I made a mistake. I equated a person with an experimental
condition.
In Study 1 of this article, we
introduced N = 54 men to both a White
and a Black female confederate in two separate face-to-face interactions. These
two confederates – we’ll call them “Hannah” and “Kiara” (not their real names)
– played their roles superbly and never forgot their lines. The study was a model
of experimental control.
But the inferences I drew from these data were incorrect
because of a statistical issue I did not appreciate at the time.
How would you label this pair of "conditions"? |
What we found was this: The men in our study (all of them
White) tended to like the White confederate to the extent that they were
politically conservative, but the men liked the Black confederate to the extent
that they were liberal. I drew the inference that political orientation was
associated with whether the men were attracted to members of their racial ingroup
(i.e., the White partner) or outgroup (i.e., the Black partner).
This is why you sample stimuli as well as participants. Arguably, my sample size was not N = 54 (the number of participants), but
N = 2 (the number of stimuli).
===============
The above example may seem pretty straightforward to you,
but the same issue frequently turns up in subtler—but equally problematic—forms.

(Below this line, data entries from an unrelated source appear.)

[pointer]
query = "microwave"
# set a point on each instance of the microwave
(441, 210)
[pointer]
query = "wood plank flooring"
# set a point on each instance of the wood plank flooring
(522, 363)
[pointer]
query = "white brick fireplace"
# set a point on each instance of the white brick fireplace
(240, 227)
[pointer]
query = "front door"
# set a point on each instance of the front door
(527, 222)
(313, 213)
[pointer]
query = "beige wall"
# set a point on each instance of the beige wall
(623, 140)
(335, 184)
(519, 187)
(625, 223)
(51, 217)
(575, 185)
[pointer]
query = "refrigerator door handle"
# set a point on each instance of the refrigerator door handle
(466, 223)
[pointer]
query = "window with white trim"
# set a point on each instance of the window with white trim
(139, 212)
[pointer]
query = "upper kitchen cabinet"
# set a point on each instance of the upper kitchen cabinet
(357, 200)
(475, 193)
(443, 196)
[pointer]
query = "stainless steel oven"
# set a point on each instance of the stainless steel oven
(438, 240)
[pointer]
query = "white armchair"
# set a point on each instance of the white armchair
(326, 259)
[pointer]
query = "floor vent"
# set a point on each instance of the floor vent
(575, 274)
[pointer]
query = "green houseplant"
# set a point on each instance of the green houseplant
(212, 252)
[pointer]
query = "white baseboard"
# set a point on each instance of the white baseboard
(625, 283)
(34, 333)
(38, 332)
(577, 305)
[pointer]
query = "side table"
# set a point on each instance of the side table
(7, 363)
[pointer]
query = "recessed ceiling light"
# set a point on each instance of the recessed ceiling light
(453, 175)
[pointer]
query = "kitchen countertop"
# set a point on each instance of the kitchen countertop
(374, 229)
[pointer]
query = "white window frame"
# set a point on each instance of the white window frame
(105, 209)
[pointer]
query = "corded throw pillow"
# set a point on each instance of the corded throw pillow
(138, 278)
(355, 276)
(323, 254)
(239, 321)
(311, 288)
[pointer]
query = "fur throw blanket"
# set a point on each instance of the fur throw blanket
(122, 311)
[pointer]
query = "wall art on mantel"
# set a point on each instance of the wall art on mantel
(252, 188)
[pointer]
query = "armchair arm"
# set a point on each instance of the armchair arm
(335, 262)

Let’s say I hypothesize that attractiveness inspires romantic desire more for
men than for women in a face-to-face, heterosexual interaction. This makes
intuitive sense…anecdotally, men seem to talk more about how hot women are than
vice versa. Perhaps surprisingly, then, this sex difference does not emerge in
speed-dating contexts where people meet a slew of opposite-sex partners who
naturally vary in attractiveness (see here and direct
replication here). But maybe it would emerge with a manipulation of attractiveness: If men
and women each met an attractive and an unattractive partner, maybe this within-subjects
attractiveness manipulation would inspire romantic desire more for men than for
women?
From Li et al. (2013). Each bar was generated by 42-51 raters but only 2 targets. |
Here’s
a study that used exactly this approach to test the hypothesis that attractiveness
will matter more for inspiring romantic desire in men than in women. It seems to find—and is frequently cited as
showing—evidence for the hypothesized sex difference: In the figure on the right,
one can clearly see that men differentiated the attractive and unattractive
confederates much more strongly than women did.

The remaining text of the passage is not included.